About Corvallis, Oregon
Corvallis, Oregon is the county seat of Benton County and has an estimated population of 58,641 as of 2018. The city has seen substantial growth over the last few years with a 7.6 percent increase from 2010 to 2018. Corvallis is home to Oregon State University, which had an enrollment of 32,011 students in the fall of 2018. The city is also recognized as a Tree City and contains close to 50 public parks.
The racial makeup of Corvallis includes 83.7 percent white, 9.2 percent Asian, 7.9 percent Hispanic, and 1.1 percent African American residents. 12.9 percent of people living in the city are foreign-born and 17 percent speak a language other than English at home. The mean travel time to work for workers is only 16.9 minutes, which is less than the state average of 22.5 minutes. The median household income in Corvallis is $46,285, and the poverty rate is 27.3 percent. 96.4 percent of people over the age of 25 have at least a high school degree and 60.1 percent have a bachelor’s degree or higher.
Mental Health Concerns in Corvallis, Oregon
When examining the mental health situation in Corvallis, Oregon, is important to consider how being a university town effects the city. For one, the high poverty rate is connected closely to the community’s status as a college town. In some cities, students who live off-campus can increase the overall poverty rate by as much as ten percent. When examining college students and poverty levels around the country, approximately 51.8 percent of students living away from relatives off-campus are below the poverty line.
Poverty has a very negative effect on the mental health of both children and adults and some data from a survey taken in poorer communities reveal an increased prevalence of mental health issues. Since so many college students struggle to make ends meet, they are having to work long hours in addition to taking classes. This can affect the individual’s ability to perform well in school and even lead to dropping out.
In general, mental health is a growing concern among college students. Approximately one-third of college students claim to have been depressed in a given year and one study by the APA revealed that around 86 percent of students with a psychiatric disability dropped out of college.

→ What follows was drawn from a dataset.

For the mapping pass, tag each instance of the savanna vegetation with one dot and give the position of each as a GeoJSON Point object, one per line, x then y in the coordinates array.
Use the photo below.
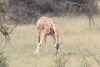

Suicide is currently the second leading cause of death among college students nationally. The state of Oregon has a higher than average suicide rate and in Benton County the suicide rate was 13 per 100,000 people from the years 2011 to 2015. Drug and alcohol abuse is also an issue for the community with 17.4 hospitalizations and 6.6 overdose deaths for every 100,000 people in the area.
Mental Health Resources in Corvallis, Oregon
Once an individual with a mental health concern decides they are ready to seek help, finding a therapist or other resources can be difficult. Approximately 60.2 percent of adults living with a mental illness in Oregon went untreated in the past year. Fortunately, Oregon ranks second in the country for having a high rate of mental health providers in the area. There is one provider for every 210 people living in the state.
For students experiencing mental health issues, Oregon State University offers short-term counseling services and has a campus suicide hotline number: 541-737-2131. Anyone else struggling with thoughts of suicide should call the National Suicide Prevention Lifeline at 1-800-273-TALK (8255). For anyone who needs medical attention or immediate help, they should visit the Good Samaritan Regional Medical Center or call the police at 9-1-1.
Once the immediate, emergent needs are taken care of, then long-term goals can be made. For those with mental illness, the road to a happy life is finished one step at a time and it’s important for family and friends to support them along the way.